# Doors and windows



## Em2cv (Sep 14, 2014)

We would appreciate any advice on buying doors and windows, we have a lot of doors and windows to replace, but are starting with our front door. We are unsure about the best material, thermo aluminium or upvc. We have had a quote for a upvc door €1600, which seemed quite expensive, but we do not have any experience. Our house is close to Loule, has anybody used any companies for replacement doors in the area? Any advice welcome.


----------



## travelling-man (Jun 17, 2011)

We did our renovation in 2 separate stages and installed (thermal break) aluminium double glazed units in the first part and UPVC double glazed units with aluminium shutters on the second part....... and the UPVC option is miles better than the aluminium...... UPVC also came with a 10 year guarantee as opposed to a 2 year guarantee of the aluminium. 

€1600 sounds to me like a very high price for just a front door & frame


----------



## Em2cv (Sep 14, 2014)

Thank you, we will continue with upvc, the salesman was steering us towards it, but I had the feeling that was more to do with his profit margin! We thought it sounded expensive, even including fitting, also he is asking for 50% of the €1600 when the order is placed, which made me uncomfortable. We will get some more quotes and aim lower!
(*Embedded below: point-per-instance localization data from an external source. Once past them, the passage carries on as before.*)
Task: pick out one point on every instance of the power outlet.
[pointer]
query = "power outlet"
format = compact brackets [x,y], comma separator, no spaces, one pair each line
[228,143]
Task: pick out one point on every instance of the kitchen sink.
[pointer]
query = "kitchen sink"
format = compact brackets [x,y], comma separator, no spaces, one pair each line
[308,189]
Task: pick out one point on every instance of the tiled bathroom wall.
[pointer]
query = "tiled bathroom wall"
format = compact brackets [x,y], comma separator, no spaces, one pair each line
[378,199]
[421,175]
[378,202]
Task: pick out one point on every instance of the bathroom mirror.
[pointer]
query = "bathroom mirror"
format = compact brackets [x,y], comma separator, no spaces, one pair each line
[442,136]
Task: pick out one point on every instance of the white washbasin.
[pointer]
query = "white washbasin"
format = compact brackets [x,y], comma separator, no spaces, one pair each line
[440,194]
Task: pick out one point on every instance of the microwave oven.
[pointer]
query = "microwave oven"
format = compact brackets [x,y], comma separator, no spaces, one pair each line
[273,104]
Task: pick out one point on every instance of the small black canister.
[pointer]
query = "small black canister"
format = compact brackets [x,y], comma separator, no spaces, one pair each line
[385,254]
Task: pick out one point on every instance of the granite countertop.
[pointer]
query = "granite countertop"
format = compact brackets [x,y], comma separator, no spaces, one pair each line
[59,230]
It would be nice to find somewhere cheaper, as we have 7 doors, 2 patio doors and numerous windows to replace!!


----------



## travelling-man (Jun 17, 2011)

You might like to visit your local Bricomarche or Leroy Merlin to get a better idea of prices....... and I'm told they'll make to order & fit them as well.


----------



## travelling-man (Jun 17, 2011)

Examples here: Leroy Merlin - Bricolage, Construção, Decoração e Jardim


----------